5:30 a.m., the alarm goes off. Half-awake I make my way to the bathroom to brush my teeth. Reorganized, I make my way to the clear corner of my room where my meditation space awaits. I sit down on my meditation block. Thoughts begin to make their presence known. Cluttering my mind and fogging my brain. The decision to return to the coziness and comfort of my bed plague today’s mind chatter. Other thoughts start narrating stories as if I could possibly do anything about it in this moment. I take a deep breath, close my eyes, and regather myself. It isn’t long before I can see my thoughts passing over my mind like waves washing over a barren coastline. At this point, I begin to cultivate gratitude. I begin to deepen my awareness by checking in with my physical body, my energies, my emotions, and my breath. A deep sense of calmness, serenity, and peace engulf the space that was once relentless chatter. Now there is clarity, purpose, and life.
This simple tool has been an awakening to greater fulfillment in all aspects of my life. However, to sit in stillness and observe is not so easy. Many of us are afraid to be with ourselves in silence for even a few moments let alone several minutes. How is it that some may sit in reverent silence and others are quick to leave the aspects of their mind? For one, it’s is frightening. Think to be alone with the object that has caused past pain, trauma, suffering, and destruction is intimidating. To face your thoughts takes courage! Think of the last time you were quiet. How many thoughts raced uninterrupted through your mind? How many times were these thoughts destructive in nature or worse yet, manifested into a negative emotional state or other forms of altercation. We are wired to react. The sympathetic nervous system, or often referred to as the fight, flight, or freeze state is the dominant force behind many of our daily struggles. This state can cause anxiety, self-doubt, frustration, anger, impulsivity, and depression. This system is critical for our survival, but on average we over rely on this system to create everyday thoughts, decisions, and actions. The majority of us are trapped in this sympathetic state, unaware, and our quality of life is suffering.
A simple meditative practice can begin to reengineer your thinking practice. It will allow you to rediscover inner workings that will allow more soundness in judgement and an overall sense of wellbeing. Many believe that meditation can’t be achieved. Only those locked in caves or secluded from society can achieve the benefits of meditation. The answer is far from that. Meditation is the most accessible, cost effective, empowering tool that is available to us. This practice will help gain an overall sense of purpose and fulfillment that will spill into your relationships, career, body, emotions, and life.

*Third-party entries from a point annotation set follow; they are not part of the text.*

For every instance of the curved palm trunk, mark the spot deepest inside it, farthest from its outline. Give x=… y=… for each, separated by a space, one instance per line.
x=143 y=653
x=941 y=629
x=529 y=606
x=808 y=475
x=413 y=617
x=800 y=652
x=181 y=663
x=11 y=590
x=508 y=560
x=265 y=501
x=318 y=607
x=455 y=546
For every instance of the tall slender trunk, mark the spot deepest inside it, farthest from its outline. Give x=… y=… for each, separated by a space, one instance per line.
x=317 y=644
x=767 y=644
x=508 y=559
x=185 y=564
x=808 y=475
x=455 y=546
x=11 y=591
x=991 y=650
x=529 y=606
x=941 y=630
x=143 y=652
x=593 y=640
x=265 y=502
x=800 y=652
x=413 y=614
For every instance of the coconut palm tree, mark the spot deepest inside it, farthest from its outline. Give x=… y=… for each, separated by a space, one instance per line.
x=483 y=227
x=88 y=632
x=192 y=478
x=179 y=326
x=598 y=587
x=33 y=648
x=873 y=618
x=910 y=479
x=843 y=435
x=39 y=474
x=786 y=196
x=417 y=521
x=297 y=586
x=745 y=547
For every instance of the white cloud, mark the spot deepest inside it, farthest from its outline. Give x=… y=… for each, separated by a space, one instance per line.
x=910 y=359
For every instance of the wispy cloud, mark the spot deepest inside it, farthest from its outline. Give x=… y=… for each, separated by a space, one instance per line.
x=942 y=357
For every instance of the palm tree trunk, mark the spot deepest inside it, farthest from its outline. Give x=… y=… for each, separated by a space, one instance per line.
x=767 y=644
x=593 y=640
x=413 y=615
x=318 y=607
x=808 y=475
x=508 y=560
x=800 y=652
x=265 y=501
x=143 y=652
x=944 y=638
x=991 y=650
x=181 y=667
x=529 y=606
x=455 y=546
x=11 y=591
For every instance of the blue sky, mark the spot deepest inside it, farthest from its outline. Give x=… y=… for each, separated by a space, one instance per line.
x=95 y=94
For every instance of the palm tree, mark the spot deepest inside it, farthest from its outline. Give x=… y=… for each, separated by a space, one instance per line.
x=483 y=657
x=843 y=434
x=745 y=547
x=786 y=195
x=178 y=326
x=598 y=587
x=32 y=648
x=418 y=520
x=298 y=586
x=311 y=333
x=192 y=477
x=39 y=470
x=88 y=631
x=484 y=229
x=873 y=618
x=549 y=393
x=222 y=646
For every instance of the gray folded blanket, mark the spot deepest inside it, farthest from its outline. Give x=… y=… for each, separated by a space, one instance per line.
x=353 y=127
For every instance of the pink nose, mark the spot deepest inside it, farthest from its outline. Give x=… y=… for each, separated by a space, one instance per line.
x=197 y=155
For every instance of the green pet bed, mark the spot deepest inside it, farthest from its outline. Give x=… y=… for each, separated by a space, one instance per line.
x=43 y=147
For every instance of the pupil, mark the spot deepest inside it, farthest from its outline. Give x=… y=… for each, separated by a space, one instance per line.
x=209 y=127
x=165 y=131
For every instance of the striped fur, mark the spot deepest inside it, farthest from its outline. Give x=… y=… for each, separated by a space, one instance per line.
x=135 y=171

Below are 5 Fruits I have learned from my daily practice:
1) Meditation increases and improves awareness (physical, emotional, spiritual, and energetic). Meditation allows one to examine the intent of their actions rather than react to the survival flight, flight, or freeze instinct.
2) Meditation cultivates a sense of wellbeing throughout your day and life. Rather than reacting to situations, you begin to respond to situations with greater clarity of intention, mindfulness, and emotion. Mediation can create a sense of purpose, direction, and ease.
3) Mediation creates space in a cluttered mind. The moment stillness is achieved, awareness begins. This is when the journey begins.
4) Meditate anywhere! Seated, in the shower, walking, driving, in line for coffee. The beauty is this tool is available to us all at any time without restriction. Being aware of your thoughts in the presence of nature is one of the most powerful and healing practices that you can offer to yourself.
5) Meditation is a daily practice. The practice might change as insights grow, or may change on a daily basis. Like any skill, it will take practice to learn how to use it. There is no end, nor beginning for a matter of fact. This being said, do not become discouraged if you can’t sit for more than 5 minutes. If your intent is to sit still for 1 minute. Then that’s your practice. Over time your awareness will improve and your tolerance will increase
This practice even works well with many physical practices: yoga, running, weightlifting, and many sport activities. Find your intention, find stillness, clarity, and respond with awareness. Practice daily anytime anywhere. Happy training!